AWS Lambda, How to Tape a Bunch of Cats Together
I was lucky enough to attend an AWS Architect and Developer Day in Melbourne recently, and as you’d expect, Lambda was an underlying theme. I didn’t attend a single presentation in the developer track that wasn’t plugging Lambda in one form or another. Lambda for micro-services, Lambda for Alexa, Lambda as a database event trigger, Lambda for transactions, Lambda for Lambda. Lambda. Lambda. λ.
I ❤️ Lambda. I think it’s an excellent tool in the ever increasing bag of tricks that is AWS, but I’m a bit hesitant when Amazon talks about it as the golden hammer which is going to fix all your problems. For starters, you need some rigor around how you develop and deploy your functions, particularly in large development teams. For example, the multi-stage functionality offered by the API Gateway are great, but no enterprise customer is going to allow you to run a “DEV, TEST and PROD” environments in a single AWS account. Never going to happen. Ever. And nor should it. Separating environments (or stages) across multiple AWS accounts, allows for separation of responsibilities that large organisations love, and are generally required to have. So how should we look at using Lambda in a large company?
Developers get their own AWS credentials, in a Linked Account
To use Lambda, Developers need AWS credentials to deploy functions, hook in event triggers and explore the various managed-services that AWS has to offer. If your company is using AWS, and each one of your backend developers does not have access to an AWS account, you are doing it wrong. That’s not to say that it’s just a developer free-for all, where every man and his dog can spin up new P2 instances on a whim, but there needs to be sensible controls, and monitoring in-place to strike a balance. I’d recommend a set of IAM permissions to limit accounts initially to a subset of managed services, with an appropriate tagging system in place to identify resource ownership, and a fairly aggressive monitoring strategy to ensure costs don’t blow out, and developers aren’t spinning up bot-nets.

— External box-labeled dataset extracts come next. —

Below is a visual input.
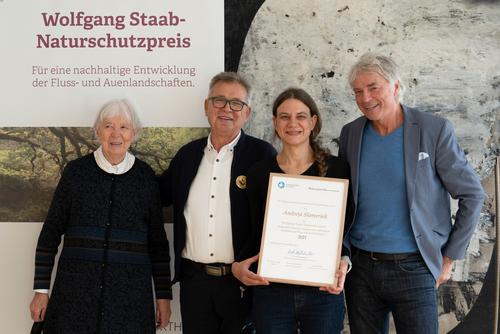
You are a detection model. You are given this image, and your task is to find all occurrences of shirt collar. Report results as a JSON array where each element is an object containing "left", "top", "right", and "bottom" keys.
[
  {"left": 207, "top": 130, "right": 241, "bottom": 152},
  {"left": 94, "top": 146, "right": 135, "bottom": 175}
]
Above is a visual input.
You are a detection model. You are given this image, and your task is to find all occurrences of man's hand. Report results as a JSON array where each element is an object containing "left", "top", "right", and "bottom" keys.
[
  {"left": 436, "top": 256, "right": 453, "bottom": 289},
  {"left": 156, "top": 299, "right": 172, "bottom": 329},
  {"left": 30, "top": 292, "right": 49, "bottom": 321},
  {"left": 231, "top": 254, "right": 269, "bottom": 286},
  {"left": 319, "top": 260, "right": 348, "bottom": 295}
]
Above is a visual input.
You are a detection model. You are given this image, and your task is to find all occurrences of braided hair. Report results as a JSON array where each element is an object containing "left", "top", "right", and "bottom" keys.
[{"left": 273, "top": 87, "right": 330, "bottom": 176}]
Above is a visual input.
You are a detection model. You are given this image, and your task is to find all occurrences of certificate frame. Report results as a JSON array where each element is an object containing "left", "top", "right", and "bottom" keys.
[{"left": 257, "top": 173, "right": 349, "bottom": 286}]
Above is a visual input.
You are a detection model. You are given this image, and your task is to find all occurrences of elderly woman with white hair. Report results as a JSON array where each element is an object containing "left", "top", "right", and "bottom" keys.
[{"left": 30, "top": 100, "right": 172, "bottom": 334}]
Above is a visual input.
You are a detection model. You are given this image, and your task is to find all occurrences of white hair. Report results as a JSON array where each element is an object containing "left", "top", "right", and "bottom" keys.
[{"left": 348, "top": 52, "right": 406, "bottom": 102}]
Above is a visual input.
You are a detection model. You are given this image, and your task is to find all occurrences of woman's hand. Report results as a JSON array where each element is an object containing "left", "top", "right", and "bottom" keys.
[
  {"left": 30, "top": 292, "right": 49, "bottom": 321},
  {"left": 231, "top": 254, "right": 269, "bottom": 286},
  {"left": 156, "top": 299, "right": 172, "bottom": 329},
  {"left": 319, "top": 260, "right": 348, "bottom": 295}
]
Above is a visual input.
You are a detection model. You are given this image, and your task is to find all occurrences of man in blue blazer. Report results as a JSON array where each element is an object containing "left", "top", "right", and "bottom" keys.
[
  {"left": 160, "top": 72, "right": 275, "bottom": 334},
  {"left": 339, "top": 53, "right": 483, "bottom": 334}
]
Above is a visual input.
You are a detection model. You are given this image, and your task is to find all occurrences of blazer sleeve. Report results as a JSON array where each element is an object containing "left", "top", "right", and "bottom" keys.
[
  {"left": 435, "top": 120, "right": 484, "bottom": 259},
  {"left": 157, "top": 155, "right": 178, "bottom": 207},
  {"left": 33, "top": 162, "right": 72, "bottom": 290},
  {"left": 148, "top": 175, "right": 172, "bottom": 299}
]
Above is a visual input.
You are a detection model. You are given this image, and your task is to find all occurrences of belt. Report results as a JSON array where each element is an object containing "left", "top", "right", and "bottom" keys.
[
  {"left": 356, "top": 248, "right": 420, "bottom": 261},
  {"left": 182, "top": 259, "right": 231, "bottom": 277}
]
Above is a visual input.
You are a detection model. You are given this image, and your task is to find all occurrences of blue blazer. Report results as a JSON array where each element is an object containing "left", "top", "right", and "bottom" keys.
[
  {"left": 159, "top": 131, "right": 276, "bottom": 282},
  {"left": 339, "top": 106, "right": 484, "bottom": 279}
]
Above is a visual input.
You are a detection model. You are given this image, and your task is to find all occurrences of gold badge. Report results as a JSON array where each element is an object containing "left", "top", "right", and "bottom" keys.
[{"left": 236, "top": 175, "right": 247, "bottom": 189}]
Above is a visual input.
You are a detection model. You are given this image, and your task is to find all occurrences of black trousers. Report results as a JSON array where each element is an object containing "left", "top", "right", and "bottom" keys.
[{"left": 180, "top": 263, "right": 250, "bottom": 334}]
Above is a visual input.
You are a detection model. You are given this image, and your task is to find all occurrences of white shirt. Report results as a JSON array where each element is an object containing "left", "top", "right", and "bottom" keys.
[
  {"left": 35, "top": 146, "right": 135, "bottom": 293},
  {"left": 181, "top": 132, "right": 241, "bottom": 263}
]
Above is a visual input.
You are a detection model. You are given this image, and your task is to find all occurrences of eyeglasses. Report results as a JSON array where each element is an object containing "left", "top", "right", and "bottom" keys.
[{"left": 208, "top": 96, "right": 248, "bottom": 111}]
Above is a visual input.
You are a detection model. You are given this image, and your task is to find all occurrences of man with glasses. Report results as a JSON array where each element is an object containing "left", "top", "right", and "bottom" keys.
[{"left": 160, "top": 72, "right": 275, "bottom": 334}]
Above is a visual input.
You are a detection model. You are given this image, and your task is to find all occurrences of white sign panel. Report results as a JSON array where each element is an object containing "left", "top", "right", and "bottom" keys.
[{"left": 0, "top": 0, "right": 224, "bottom": 127}]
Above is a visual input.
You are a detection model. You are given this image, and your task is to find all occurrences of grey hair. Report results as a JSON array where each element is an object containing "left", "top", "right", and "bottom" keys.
[
  {"left": 348, "top": 52, "right": 406, "bottom": 102},
  {"left": 94, "top": 99, "right": 142, "bottom": 141},
  {"left": 208, "top": 72, "right": 252, "bottom": 103}
]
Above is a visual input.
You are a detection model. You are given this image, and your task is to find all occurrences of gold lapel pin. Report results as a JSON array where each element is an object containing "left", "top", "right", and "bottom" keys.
[{"left": 236, "top": 175, "right": 247, "bottom": 189}]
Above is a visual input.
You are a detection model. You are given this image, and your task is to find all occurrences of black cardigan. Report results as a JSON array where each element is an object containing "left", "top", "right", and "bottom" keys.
[{"left": 34, "top": 154, "right": 172, "bottom": 333}]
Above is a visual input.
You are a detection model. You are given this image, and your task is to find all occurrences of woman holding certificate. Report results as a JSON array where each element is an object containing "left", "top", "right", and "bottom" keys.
[{"left": 232, "top": 88, "right": 353, "bottom": 334}]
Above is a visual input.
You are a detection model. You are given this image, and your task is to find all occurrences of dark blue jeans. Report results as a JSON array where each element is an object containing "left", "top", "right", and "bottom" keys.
[
  {"left": 346, "top": 252, "right": 438, "bottom": 334},
  {"left": 252, "top": 283, "right": 345, "bottom": 334}
]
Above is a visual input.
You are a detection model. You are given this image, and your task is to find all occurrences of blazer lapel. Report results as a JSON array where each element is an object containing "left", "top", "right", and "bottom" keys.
[
  {"left": 349, "top": 117, "right": 367, "bottom": 204},
  {"left": 403, "top": 106, "right": 420, "bottom": 209}
]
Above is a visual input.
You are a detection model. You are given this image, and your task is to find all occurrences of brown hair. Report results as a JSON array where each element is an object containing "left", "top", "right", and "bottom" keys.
[{"left": 273, "top": 87, "right": 330, "bottom": 176}]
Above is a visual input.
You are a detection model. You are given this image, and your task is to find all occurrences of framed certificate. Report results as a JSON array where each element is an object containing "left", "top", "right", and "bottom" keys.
[{"left": 258, "top": 173, "right": 349, "bottom": 286}]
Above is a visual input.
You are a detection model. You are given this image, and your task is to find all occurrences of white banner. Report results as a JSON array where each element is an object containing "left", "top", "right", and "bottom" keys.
[{"left": 0, "top": 0, "right": 224, "bottom": 127}]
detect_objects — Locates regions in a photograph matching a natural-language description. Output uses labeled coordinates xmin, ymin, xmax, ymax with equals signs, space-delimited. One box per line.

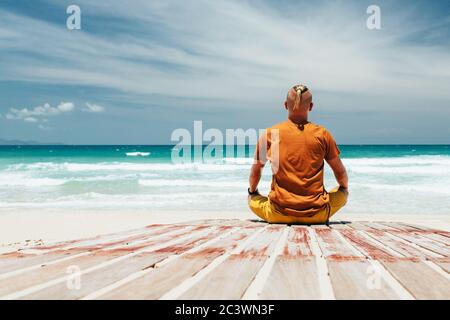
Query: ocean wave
xmin=6 ymin=162 xmax=250 ymax=172
xmin=0 ymin=173 xmax=66 ymax=187
xmin=342 ymin=155 xmax=450 ymax=167
xmin=139 ymin=179 xmax=248 ymax=190
xmin=125 ymin=152 xmax=150 ymax=157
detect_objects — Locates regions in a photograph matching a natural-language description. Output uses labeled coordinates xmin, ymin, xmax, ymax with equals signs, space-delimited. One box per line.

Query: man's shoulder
xmin=309 ymin=122 xmax=329 ymax=133
xmin=268 ymin=121 xmax=289 ymax=130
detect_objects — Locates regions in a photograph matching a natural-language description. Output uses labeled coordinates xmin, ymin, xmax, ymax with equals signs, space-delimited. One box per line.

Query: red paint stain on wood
xmin=340 ymin=230 xmax=398 ymax=261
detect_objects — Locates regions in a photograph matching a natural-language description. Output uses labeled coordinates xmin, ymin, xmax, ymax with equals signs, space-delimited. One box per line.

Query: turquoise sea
xmin=0 ymin=145 xmax=450 ymax=214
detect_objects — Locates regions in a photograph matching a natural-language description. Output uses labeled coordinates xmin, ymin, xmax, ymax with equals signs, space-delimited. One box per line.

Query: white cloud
xmin=6 ymin=102 xmax=75 ymax=123
xmin=82 ymin=102 xmax=106 ymax=113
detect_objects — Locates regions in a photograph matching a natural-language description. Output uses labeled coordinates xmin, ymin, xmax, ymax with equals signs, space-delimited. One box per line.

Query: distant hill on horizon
xmin=0 ymin=139 xmax=64 ymax=146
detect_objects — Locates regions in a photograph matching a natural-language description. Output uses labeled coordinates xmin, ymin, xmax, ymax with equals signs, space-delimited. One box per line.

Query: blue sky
xmin=0 ymin=0 xmax=450 ymax=144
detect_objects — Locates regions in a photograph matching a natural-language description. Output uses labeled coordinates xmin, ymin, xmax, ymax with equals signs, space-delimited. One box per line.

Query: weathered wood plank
xmin=390 ymin=231 xmax=450 ymax=257
xmin=99 ymin=229 xmax=256 ymax=299
xmin=179 ymin=226 xmax=284 ymax=299
xmin=315 ymin=225 xmax=398 ymax=300
xmin=312 ymin=226 xmax=364 ymax=261
xmin=327 ymin=259 xmax=399 ymax=300
xmin=0 ymin=227 xmax=182 ymax=275
xmin=433 ymin=258 xmax=450 ymax=273
xmin=381 ymin=261 xmax=450 ymax=299
xmin=18 ymin=226 xmax=224 ymax=299
xmin=333 ymin=226 xmax=398 ymax=260
xmin=259 ymin=226 xmax=321 ymax=300
xmin=356 ymin=223 xmax=442 ymax=259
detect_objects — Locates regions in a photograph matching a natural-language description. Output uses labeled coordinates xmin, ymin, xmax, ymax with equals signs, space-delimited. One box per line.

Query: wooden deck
xmin=0 ymin=220 xmax=450 ymax=299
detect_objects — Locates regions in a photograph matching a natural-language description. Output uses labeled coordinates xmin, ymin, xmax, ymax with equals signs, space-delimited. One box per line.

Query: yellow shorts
xmin=248 ymin=187 xmax=348 ymax=224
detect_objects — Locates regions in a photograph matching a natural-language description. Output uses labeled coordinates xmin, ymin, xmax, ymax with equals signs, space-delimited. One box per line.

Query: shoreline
xmin=0 ymin=209 xmax=450 ymax=254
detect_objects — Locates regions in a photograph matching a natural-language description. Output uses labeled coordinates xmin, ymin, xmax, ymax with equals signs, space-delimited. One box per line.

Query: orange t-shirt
xmin=257 ymin=120 xmax=340 ymax=217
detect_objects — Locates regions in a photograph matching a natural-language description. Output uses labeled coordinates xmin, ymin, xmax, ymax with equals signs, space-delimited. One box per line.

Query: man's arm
xmin=249 ymin=133 xmax=267 ymax=192
xmin=327 ymin=156 xmax=348 ymax=193
xmin=249 ymin=161 xmax=264 ymax=192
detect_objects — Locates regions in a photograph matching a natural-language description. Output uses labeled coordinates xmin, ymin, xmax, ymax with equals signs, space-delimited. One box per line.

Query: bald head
xmin=285 ymin=86 xmax=312 ymax=112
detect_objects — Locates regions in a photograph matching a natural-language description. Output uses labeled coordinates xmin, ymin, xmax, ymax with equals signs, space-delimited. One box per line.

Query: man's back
xmin=267 ymin=120 xmax=339 ymax=216
xmin=248 ymin=85 xmax=348 ymax=224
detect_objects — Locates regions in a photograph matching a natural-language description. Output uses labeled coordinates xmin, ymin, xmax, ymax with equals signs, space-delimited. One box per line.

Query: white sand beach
xmin=0 ymin=209 xmax=450 ymax=253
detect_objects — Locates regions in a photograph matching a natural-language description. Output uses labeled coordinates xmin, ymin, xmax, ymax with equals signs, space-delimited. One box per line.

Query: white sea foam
xmin=139 ymin=179 xmax=248 ymax=190
xmin=0 ymin=156 xmax=450 ymax=213
xmin=125 ymin=152 xmax=150 ymax=157
xmin=0 ymin=173 xmax=66 ymax=187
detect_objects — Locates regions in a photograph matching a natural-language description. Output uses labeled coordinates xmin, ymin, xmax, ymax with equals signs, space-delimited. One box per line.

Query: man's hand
xmin=327 ymin=157 xmax=348 ymax=194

Python & NodeJS Only for API-Gateway Events
I’ve mentioned this in a previous post, but the performance of Java in Lambda is a non-starter if you’re wanting to use it behind the API-Gateway. Until AWS improves the performance of the cold-start mechanism for Java based Lambda functions (see here), it’s unworkably slow. You can happily use Java for non-time sensitive operations, such a Dynamo DB triggers, but just don’t use it for API Gateway functions. If you’re thinking about writing another function to keep the container warm by triggering it every 5 minutes, back away from the keyboard, go get yourself a coffee, come back, and then spend that time you were going to use writing the trigger function to rewrite your code in NodeJS or Python. You’ll be much happier, everybody will be much happier.
Lambda Function Migration
The following diagram demonstrates an approach for migrating Lambda functions between environments. There could be multiple environments in a single AWS Account, such as with the Test AWS Account, or there could be a single environment, just like production. Why the multiple account approach? It separates concerns, and ensures that breaches or problems in lower accounts have no chance of affecting production. You don’t want to be in the scenario where somebody accidentally deploys a development version of a Lambda function into your production API Gateway stage, something that can easily occur if you’re using a single AWS Account with poorly configured IAM permissions. In this model, there are multiple stage-gates to ensure only verified changes make it to production.
CI/CD can sometimes be bandied about as a single term, but it’s two distinct practices, which you may wish to use two different tools to achieve. For the CD component A lot of enterprise customers will just use a bunch of Jenkins servers together, which can work, but generally adds a lot of maintenance overhead. Other tools, like Spinnaker or AWS CodePipeline are generally a better fit. The above diagram has the pipeline tool being powered off an artefact deploy to S3, which is then deployed out to the various accounts and environments.
Lambda for MVP
The real reason to use Lambda, is that it’s fast to develop & deploy. You can quickly write a small set of functions to prove out a hypothesis , and then deploy them to run in a production-ready configuration. You’re not worrying about infrastructure, you’re not worrying about scaling, you’re focusing on you business problem at hand. You can code, deploy and analyse faster than you’ve ever been able to before, which makes it perfect for Minimum Viable Products. Every company should is interested in the flexibility.
If you’re Lambda function is being executed too many times a month, and it’s no longer economical to run in the Lambda, then that’s a great problem to have, as your product is getting used. You can then start to look at moving off Lambda, onto more flexible infrastructure. I’ve worked on projects which sit on thousands of dollars worth of infrastructure a month, but are only called a few thousand times a day, which is just not economical. You won’t be running your internet banking infrastructure on Lambda, but you might want to run your fraud complaints system.
Conclusion
As I said, I ❤️ Lambda. I jump at any opportunity I get to use it. But large companies that are still skeptical of its magical powers are missing out on the opportunities to innovate just as quickly as that startup around the corner. It doesn’t need to be as footloose and fancy-free as Amazon makes it out to be, and you can still use it in a controlled and sensible way. If you’re an IT Architect, and you’re reading this, come to the dark side. The water is lovely.